Privately Generated Key Pairs

How It Works

The Two Vulnerabilities Current PKI Cannot Solve

Every secure digital transaction relies on a public–private key pair. The private key is the root of trust: whoever controls it can impersonate the user, forge signatures, and decrypt sensitive data. Despite decades of deployment, today’s Public Key Infrastructure (PKI) still depends on architectural tradeoffs that leave critical gaps in security and trust.

In many enterprise implementations, key generation and lifecycle management are delegated to trusted third parties such as Certificate Authorities (CAs) and Hardware Security Modules (HSMs). While these systems improve operational control, they concentrate risk: private keys may be exposed during generation, provisioning, or storage, and users must ultimately trust that no copies are retained or compromised. This creates persistent vulnerabilities to insider threats, supply chain attacks, and key interception.

Conversely, when users generate their own key pairs to preserve privacy and control, existing PKI frameworks lack a robust mechanism to verify that a submitted public key is legitimately bound to an authenticated user. This opens the door to impersonation and man-in-the-middle attacks, especially in distributed or zero-trust environments.

As a result, current systems force a fundamental tradeoff:

  • Third-party PKI provides identity validation but weakens user sovereignty over private keys

  • User-generated keys preserve privacy but lack reliable, scalable authentication

No conventional PKI architecture resolves both simultaneously.

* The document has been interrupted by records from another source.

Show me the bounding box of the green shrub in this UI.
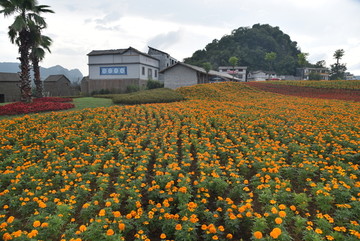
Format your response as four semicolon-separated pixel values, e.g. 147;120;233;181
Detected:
91;89;111;96
146;80;164;90
125;85;140;93
113;88;185;105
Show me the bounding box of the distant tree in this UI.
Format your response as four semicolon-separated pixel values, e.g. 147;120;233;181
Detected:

Post-Quantum Public Key Infrastructure Without Third-Party Key Exposure

Our Solution: Private Key Generation With Independent Verification

Verification Without Exposure
Private Keys Stay Private
Eliminates the Weakest PKI Links

The CA independently verifies each public key using the shared cryptographic table, without ever knowing the private key. Users get both privacy and authenticated identity.

The private key is generated entirely on the user's device. It is never transmitted, never stored by a third party, and never seen by the CA or HSM.

The protocol removes dependence on HSMs for private key generation, eliminates the single point of failure at the CA, and mitigates man-in-the-middle attacks at the key distribution step.

The protocol operates in three phases: enrollment, key generation and signing, and CA verification.

Phase 1 - Enrollment (One Time)

1. Root of trust is established. During a secure enrollment session, each user's device establishes a crypto-table: a look-up table mapping challenges to responses, derived from one or more roots of trust. These can include a hardware token, biometrics, or a digital file. The CA retains the crypto-table; the user retains their root of trust source. Neither party can reconstruct the other's secret from what they hold.

Phase 2 - Key Generation and Signing (Each Session)

2. CA issues a challenge. The CA generates a random challenge and transmits it to the user's device over an open network. No sensitive information is exposed at this step.

3. User generates a response. The user's device feeds the challenge into its root of trust via the CRP mechanism and generates a seed. This seed is unique to the challenge-root combination and cannot be reconstructed without the root of trust.

4. User generates the key pair. Using the seed from the CRP response and a second independent random number generator, the user's device computes a public-private key pair via CRYSTALS-Dilithium. The private key never leaves the device.

5. User signs and transmits. The user signs a message with their private key and sends the message, signature, and public key to the CA. The hashed seed is transmitted separately to allow the CA to independently recover and verify the seed.

Phase 3 - CA Verification (Each Session)

6. CA independently recovers the seed. The CA runs the same CRP mechanism against its copy of the Crypto-Table and recovers the matching seed using the Response-Based Correction (RBC) search engine, then reconstructs the full public key, including the seed that was kept secret during transmission.

7. CA verifies the signature. With the reconstructed public key, the CA verifies the user's digital signature. If verification succeeds, the CA confirms three things: the message is valid, the public key is legitimate, and the user's device generated the key pair from an approved root of trust, all without ever seeing the private key.

8. Public key is published. The Registration Authority (RA) publishes the verified public key. For two-way authentication, the CA can transmit its own verification response back to the user, allowing the user to confirm the CA's authenticity as well.

Validated across 20,000 verification cycles with a 100% success rate. Implemented with CRYSTALS-Dilithium 2 (1,312-byte public keys; 2,420-byte signatures). Compatible with existing PKI infrastructure, including credit cards, SIM cards, financial platforms, and private networks, with no hardware replacement required.